Tuesday, October 27th, 2020

“I remind myself every morning: Nothing I say this day will teach me anything. So if I’m going to learn, I must do the listening” Larry king once said. Being a good listener is an essential skill in life, and serves as a guide for self personal growth. People often interpret success differently, listening encourages the success of harmony, empathy and conversation amongst one another. The gift of listening is about dominating the qualities of an effective listener and understanding its benefits. 

Drobot, Dean. “Active Listening” 2017, https://www.css.de/blog/2017/03/01/active-listening-active-listening-improve-your-communication-and-build-positive-relationships/. Accessed 26 Oct 2020.

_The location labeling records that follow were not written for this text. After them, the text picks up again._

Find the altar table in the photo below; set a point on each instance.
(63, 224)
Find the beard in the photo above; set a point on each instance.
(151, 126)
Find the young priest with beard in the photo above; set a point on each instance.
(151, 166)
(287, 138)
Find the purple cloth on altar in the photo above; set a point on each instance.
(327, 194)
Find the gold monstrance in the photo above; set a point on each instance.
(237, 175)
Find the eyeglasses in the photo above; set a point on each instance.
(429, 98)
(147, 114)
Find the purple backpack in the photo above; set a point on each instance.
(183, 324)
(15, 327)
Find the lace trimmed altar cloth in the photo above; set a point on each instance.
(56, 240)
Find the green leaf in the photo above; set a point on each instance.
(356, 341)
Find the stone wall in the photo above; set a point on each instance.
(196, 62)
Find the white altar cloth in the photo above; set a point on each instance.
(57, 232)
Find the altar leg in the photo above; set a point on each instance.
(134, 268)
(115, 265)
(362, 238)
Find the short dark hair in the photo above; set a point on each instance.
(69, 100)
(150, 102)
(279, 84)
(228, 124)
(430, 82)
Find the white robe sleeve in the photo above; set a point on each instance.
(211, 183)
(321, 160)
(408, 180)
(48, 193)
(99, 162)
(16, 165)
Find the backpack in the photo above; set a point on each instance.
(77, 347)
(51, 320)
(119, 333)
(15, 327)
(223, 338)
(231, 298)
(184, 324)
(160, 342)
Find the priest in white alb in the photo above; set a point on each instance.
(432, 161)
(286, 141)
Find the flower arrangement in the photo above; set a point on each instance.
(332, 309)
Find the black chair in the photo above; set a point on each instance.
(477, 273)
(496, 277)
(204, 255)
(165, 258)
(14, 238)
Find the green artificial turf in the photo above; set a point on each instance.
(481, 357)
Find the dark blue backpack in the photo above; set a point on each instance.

Every day we are required to be attentive and to listen. In the workplace or career path, it plays an important role in self-improvement and it is vital to success. Nathalie De Joya, a student attending Hunter College, majoring in Nursing conveys the power of listening as a health care worker. “Being a good listener is imperative in nursing. The art of nursing highlights the care we give to our patients that foster meaning and relationship”(De Joya) It is a good experience and self-rewarding to not only the nurse but to the patient receiving the acknowledgment that they deserve. One of the biggest emphasis of nursing is that we should always give patient-centered care and being a good listener is definitely something you need to achieve this” (De Joya). A nurse requires skills such as being active and having full concentration. In fact, these skills are tools that allow nurses to work collaboratively with their patients. Patients want to be understood, and feel in the right hands, it helps establish a good relationship with their nurse if communication is effective. I, myself hadn’t realized how much listening revolves around nurses accomplishing their job. Through this interview with Nathalie I’ve learned that being a nurse is much more than studying medicine and a Bachelor’s degree, it goes far beyond that horizon. To be successful in the field, you must instill trust and be empathetic, listening is key. In addition, it opened my mind to learn about new ideas and the different functions of every role within the workplace.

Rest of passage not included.